Transducers based on dielectric elastomers (DEs) consist of a polymer as dielectric between two compliant electrodes and can convert electrical into mechanical energy and vice versa. The geometry significantly determines the performance of DEs, which is mainly reflected by the static and dynamic behavior of pressure and strain. The goal of multilayered dielectric elastomer stack-transducers (DETs) is to maximize the force while maintaining a reasonable deflection. To scale the voltage down to 1 kV the thickness of the elastomeric film must be reduced. For this purpose, a roll-to-sheet lamination process has been adopted by modifying an existing process in order to use elastomeric films with a thickness of 20 µ m, applied with electric field strength up to 50 V/ µ m. In a first step, 10 films are laminated in a semi-automated process resulting in submodules.

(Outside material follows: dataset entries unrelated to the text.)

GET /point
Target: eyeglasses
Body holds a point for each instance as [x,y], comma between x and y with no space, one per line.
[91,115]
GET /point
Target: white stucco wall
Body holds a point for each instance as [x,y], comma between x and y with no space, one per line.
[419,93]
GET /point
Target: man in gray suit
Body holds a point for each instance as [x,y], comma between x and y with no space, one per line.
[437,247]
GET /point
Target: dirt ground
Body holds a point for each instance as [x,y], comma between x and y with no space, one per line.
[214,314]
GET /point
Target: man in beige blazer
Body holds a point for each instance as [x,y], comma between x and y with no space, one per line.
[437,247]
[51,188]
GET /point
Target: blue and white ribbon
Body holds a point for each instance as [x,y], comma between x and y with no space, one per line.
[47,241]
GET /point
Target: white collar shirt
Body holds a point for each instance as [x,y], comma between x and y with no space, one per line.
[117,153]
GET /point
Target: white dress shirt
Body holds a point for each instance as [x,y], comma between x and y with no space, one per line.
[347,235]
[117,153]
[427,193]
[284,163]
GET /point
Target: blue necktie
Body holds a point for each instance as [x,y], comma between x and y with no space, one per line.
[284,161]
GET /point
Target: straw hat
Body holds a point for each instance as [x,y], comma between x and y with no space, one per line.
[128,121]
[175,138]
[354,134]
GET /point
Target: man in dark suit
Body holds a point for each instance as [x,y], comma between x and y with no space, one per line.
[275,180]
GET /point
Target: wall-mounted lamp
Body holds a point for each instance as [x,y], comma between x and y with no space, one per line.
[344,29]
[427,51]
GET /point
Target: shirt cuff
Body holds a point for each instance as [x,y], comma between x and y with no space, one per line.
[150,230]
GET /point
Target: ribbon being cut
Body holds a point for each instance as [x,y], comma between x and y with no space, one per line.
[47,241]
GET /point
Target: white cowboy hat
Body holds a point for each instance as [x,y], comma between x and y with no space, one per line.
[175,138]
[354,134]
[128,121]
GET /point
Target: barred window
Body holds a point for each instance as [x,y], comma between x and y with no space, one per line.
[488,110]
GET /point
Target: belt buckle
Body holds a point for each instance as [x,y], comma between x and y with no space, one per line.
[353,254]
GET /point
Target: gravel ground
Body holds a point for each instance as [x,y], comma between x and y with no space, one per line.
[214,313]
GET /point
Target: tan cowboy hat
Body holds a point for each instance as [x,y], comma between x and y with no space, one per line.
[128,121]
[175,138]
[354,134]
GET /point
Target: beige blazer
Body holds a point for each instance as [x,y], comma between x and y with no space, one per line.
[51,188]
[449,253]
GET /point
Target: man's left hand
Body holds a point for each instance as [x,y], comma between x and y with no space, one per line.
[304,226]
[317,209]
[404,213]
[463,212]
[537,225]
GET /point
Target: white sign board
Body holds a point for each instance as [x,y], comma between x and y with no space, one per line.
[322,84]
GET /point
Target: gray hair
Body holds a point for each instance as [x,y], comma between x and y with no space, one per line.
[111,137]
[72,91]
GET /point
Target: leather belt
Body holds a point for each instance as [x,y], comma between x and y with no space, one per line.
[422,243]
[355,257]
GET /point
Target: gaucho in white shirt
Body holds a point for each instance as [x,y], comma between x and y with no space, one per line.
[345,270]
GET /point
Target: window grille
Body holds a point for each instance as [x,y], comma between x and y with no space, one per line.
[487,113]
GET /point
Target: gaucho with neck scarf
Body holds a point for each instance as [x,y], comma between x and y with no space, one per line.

Fully functional submodules are stacked to form a multilayered stack-transducer up to hundreds of thin films. The production process can be divided into 5 partial processes which are described in detail. The goal of each manufacturing step as well as challenges are presented. With this outline, the outcome of the mentioned manufacturing approach of thin film-based multilayered DE stack-transducers is investigated. The roll-to-sheet lamination approach to produce DETs via submodules provides a good basis for further research in this field.